Pigs are an alternative animal model for biomedical and pharmaceutical research. In recent years, pigs have been utilized more frequently as preclinical models to evaluate the oral bioavailability of pharmaceuticals. There are several breeds of pigs used in pharmaceutical research but the most widely used are Landrace (LR) and Gottingen mini pigs. The principal advantage of this model is that it closely resembles humans in terms of the anatomical, physiological, and biochemical characteristics of the GIT [20]. For instance, the GI pH profiles of pigs and humans have comparatively similar pH ranges and patterns throughout the GIT. Because of this resemblance, this model has a distinct advantage over the canine model, making pig models appropriate for testing pH-responsive drugs and drug delivery systems. In addition, the luminal surface of the small intestine, residence time, digestive properties, and colon microbiome are considered to be similar to humans [21, 22]. Thus, the aforementioned similarities, pigs can be used as useful models for assessing the absorption profiles of medications that are mostly absorbed in the small intestine, taking into account, the possibility of a slower gastric emptying rate.

Non-Human Primates

According to recent research, no animal can accurately duplicate the human gastrointestinal system [6]. The structure and physiology of the gastrointestinal tract in non- human primates, however, it is the most comparable to that of humans. Similar to those in humans, include the gastric pH, gastric emptying time, contraction force, and small intestine transit time. Cynomolgus monkeys, and rhesus monkeys, possess the most metabolic similarities related to humans, specifically regarding the CYP enzymes. The fact that use of non-human primates is that some monkeys have much higher first-pass metabolism, higher amounts of the CYP3A subfamily enzyme, and multi-drug resistance protein 1 and 2 [8, 11, 23]. If the drug of interest is anticipated to be metabolized by these enzymes, a different animal model should be utilized for absorption and metabolic research.
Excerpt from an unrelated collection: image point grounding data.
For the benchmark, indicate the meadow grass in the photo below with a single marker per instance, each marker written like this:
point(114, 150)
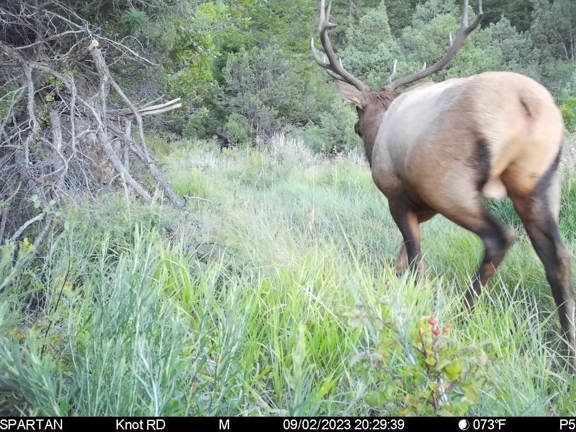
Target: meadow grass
point(284, 302)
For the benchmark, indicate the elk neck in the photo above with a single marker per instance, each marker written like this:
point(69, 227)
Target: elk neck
point(370, 116)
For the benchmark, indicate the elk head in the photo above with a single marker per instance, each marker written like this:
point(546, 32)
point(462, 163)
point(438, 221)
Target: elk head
point(372, 104)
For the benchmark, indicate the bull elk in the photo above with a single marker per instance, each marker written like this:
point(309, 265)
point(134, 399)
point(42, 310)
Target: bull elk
point(447, 147)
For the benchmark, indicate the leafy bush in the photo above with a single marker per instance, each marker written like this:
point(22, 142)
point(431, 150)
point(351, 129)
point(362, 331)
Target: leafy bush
point(238, 129)
point(334, 132)
point(568, 109)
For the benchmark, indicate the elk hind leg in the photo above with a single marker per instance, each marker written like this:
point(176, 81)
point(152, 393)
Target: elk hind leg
point(539, 213)
point(496, 238)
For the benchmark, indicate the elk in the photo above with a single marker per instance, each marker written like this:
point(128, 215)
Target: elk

The use of non-human primates is often limited due to ethical concerns.

Conclusion

In conclusion, preclinical in vivo bioequivalence and bioavailability studies are essential to assess the safety and efficacy of drug products in clinical studies. These studies involve comparing the pharmacokinetic profiles of test and reference formulations in animals. The results of these studies are mainly depending on the selection of the animal model and its similarity with human physiology. Various animal species are used in these studies, including rats, mice, dogs, rabbits, and non-human primates, which have different physiological and metabolic profiles compared to humans, making it important to select an appropriate model to accurately reflect human kinetics and pharmacodynamics. However, among all the animal models, rats are commonly used in bioequivalence and bioavailability studies due to their small size, ease of handling, and relatively low cost. Rats also have a similar absorption, distribution, metabolic, and excretion profile to humans, making them a useful model for predicting drug behavior in humans. However, rats have not been widely used in the optimization of formulations because of technical problems, such as the size of the tablets and gavage needles. Beagle dogs are another alternative commonly used in the study of oral bioavailability, as they share many similarities with humans in terms of gastrointestinal anatomy and physiology. It’s important to note that animal models are not perfect predictors of human responses, and the results obtained from these studies should be interpreted with caution. Therefore, it’s crucial to conduct human clinical trials to confirm the safety and efficacy of drug products before they are approved for use in humans.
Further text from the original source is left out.